Violent Cop (Sono Otoko Kyobo ni Tsuki) de Takeshi Kitano - 1989
Ce qui est toujours admirable chez Kitano, c'est que ses sources d'inspiration sont nobles et très repérables, et qu'il arrive toujours à faire son chemin au milieu de ces références très marquées. Ici, déjà pour son premier film, la marque de Melville est on ne peut plus présente, et même plus largement, celle du Delon des années 80 (Deray est là aussi, eh oui Deray a eu ses élèves). Il y a même sur la fin des révérences à Sergio Leone, qui lui-même s'inspira de Melville, etc... Bref, Violent Cop est sobre comme du Melville, impressionnant comme du Melville, puissant comme du Melville. Peut-être même un peu trop : en 1989, Takeshi n'a pas encore vraiment trouvé ses marques perso, et on est très loin d'atteindre le style si incroyable de ses grands films à venir (Sonatine, Hana-Bi ou Brother).

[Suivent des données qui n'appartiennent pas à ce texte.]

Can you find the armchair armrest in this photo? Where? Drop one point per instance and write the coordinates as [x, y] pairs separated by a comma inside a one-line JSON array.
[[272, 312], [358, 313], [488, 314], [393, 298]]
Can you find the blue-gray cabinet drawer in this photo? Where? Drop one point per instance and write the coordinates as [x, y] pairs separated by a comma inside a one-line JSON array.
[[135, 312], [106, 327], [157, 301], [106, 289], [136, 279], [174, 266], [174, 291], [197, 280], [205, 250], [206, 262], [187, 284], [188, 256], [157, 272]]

En particulier, le jeu de Kitano est encore assez vague, hésitant entre l'absence de jeu qui fait sa marque aujourd'hui et la volonté de faire l'acteur, qu'il a abandonnée heureusement assez vite. Là, il manque un peu de puissance pendant une grande partie du film, retrouvant uniquement cette sécheresse d'expression dans le dernier quart d'heure (une boucherie). Sa mise en scène, également, est encore souvent indigente : il veut qu'il y ait du style là-dedans (et il y en a souvent), mais ne sait pas encore très bien lequel (on fait de l'humour ? du cinéma contemporain ? un polar des années 80 ? on fait plutôt du Eastwood ou du Scorsese ?). Le scénar, enfin, ne va pas beaucoup plus loin que Pour la peau d'un Flic ou tous ces trucs avec le mot "flic".

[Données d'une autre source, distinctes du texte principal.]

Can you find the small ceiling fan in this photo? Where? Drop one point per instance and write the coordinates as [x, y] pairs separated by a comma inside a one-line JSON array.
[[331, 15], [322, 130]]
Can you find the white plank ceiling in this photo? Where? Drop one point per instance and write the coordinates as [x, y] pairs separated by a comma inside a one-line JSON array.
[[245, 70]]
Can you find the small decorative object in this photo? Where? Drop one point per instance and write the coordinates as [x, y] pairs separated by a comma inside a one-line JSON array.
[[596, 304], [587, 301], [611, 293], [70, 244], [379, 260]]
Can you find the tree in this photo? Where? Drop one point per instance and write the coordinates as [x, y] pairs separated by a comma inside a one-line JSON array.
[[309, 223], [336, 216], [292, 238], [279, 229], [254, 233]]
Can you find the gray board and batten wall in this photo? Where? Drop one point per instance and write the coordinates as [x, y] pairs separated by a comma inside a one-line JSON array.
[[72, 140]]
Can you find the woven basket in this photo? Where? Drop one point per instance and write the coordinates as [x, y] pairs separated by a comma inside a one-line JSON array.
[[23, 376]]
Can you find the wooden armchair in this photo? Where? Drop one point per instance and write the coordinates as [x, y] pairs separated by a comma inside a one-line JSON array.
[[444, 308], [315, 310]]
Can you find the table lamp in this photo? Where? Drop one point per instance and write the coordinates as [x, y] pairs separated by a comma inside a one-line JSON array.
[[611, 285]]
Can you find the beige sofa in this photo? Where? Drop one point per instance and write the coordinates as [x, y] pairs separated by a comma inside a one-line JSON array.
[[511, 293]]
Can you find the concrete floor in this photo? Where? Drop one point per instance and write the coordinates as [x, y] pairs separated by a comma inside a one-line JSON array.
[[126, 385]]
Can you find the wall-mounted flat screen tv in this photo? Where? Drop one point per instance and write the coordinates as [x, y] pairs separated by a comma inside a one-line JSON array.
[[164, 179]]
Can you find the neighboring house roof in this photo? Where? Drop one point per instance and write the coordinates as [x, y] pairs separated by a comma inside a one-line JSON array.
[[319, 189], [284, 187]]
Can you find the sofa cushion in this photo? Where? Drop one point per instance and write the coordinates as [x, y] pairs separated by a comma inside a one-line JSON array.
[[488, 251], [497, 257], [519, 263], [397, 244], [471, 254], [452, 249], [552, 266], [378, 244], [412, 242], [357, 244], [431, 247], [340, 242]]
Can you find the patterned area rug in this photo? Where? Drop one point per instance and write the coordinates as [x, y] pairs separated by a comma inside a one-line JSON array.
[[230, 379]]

Mais ceci dit, le film est très agréable, notamment grâce à un sens du décor impeccable. La scène finale, dans un entrepot désaffecté, est magnifique, on a l'impression d'assister à un Matrix avant l'heure grâce au décor épuré, blanc et gris, uniquement rayé par les pylônes et les ombres des portes. Les lieux sont toujours exploités avec finesse et intelligence, malgré une photo assez cradasse et ratée. Et puis, aussi, Kitano sait surprendre, constamment, faisant disparaître ou apparaître des personnages, des rouages de scénar, des pics de violence là où s'y attend le moins. Le film est bluffant dans son rythme, totalement original. Dans ce sens, le style de Takeshi est déjà bien là. Et puis il y a toujours cette petite dose de poésie, amenée comme d'hab par les femmes (ici, une soeur un peu idiote qui sera la clé de voute de l'histoire). Un très très bon moment donc, si on connaît déjà le génie à venir de Kitano.